Long-read Kinnex generation and analysis

Total RNA was extracted from 5 million lymphoblast cells using the RNeasy mini kit from Qiagen. After initial QC using DS-11 FX (Denovix) for UV-Vis quantification and Bioanalyzer RNA 6000 Nano (Agilent, P/N G2939A and 5067-1511) for quality score calculation, 150–250 ng per sample were processed into cDNA and sequencing library concatamers using the Iso-Seq Express 2.0 and Kinnex full-length RNA kits (PacBio, P/N 103-071-500 and 103-072-000) according to manufacturer’s protocols with the following modifications: amplified cDNAs were analyzed for average size using Femto Pulse (Agilent P/N M5330AA and FP-1003-0275) and quantified using fluorescence (Qubit HS DNA Fisher Scientific P/N Q32854) before equimolar pooling and an additional 1.1X SMRTbell Cleanup Bead wash to remove residual primer-dimer before proceeding to Kinnex PCR. Kinnex concatamers were checked for length using Femto Pulse (P/N FP-1002-0275) before loading on 1 SMRT Cell 25 M on the PacBio Revio sequencing platform using SPRQ chemistry with Adaptive Loading and a 30-hour acquisition time. After sequencing, raw data were processed with the Read Segmentation and Iso-Seq workflow in SMRT Link v25.3 using default parameters to generate sample-demultiplexed full-length reads (flnc.bam) files.

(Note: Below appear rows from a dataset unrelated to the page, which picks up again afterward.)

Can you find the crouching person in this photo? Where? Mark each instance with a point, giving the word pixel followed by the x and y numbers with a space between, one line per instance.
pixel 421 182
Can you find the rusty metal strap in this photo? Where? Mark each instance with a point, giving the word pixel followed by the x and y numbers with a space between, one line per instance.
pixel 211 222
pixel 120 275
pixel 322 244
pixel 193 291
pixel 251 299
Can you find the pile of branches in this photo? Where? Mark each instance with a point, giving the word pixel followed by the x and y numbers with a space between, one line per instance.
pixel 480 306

BAM files were converted to FASTA format using SAMtools (v1.21) and aligned to the GRCh38 reference genome with minimap2 (v2.28) using the parameters -ax splice:hq -uf --secondary=no --eqx -K 200 M. Gene and transcript quantifications were performed with IsoQuant60 (v3.10.0) using GENCODE v49 annotations. Raw gene counts from the target proband and remaining samples were used as case and control groups, respectively, for differential expression analysis with DESeq261 (v1.50.0), incorporating sex and diagnosis as variables.

Ethics

Ethical approval for this study was granted by the University of Washington IRB Committee B, under STUDY ID: STUDY00000383.

Reporting summary

Further information on research design is available in the Nature Portfolio Reporting Summary linked to this article.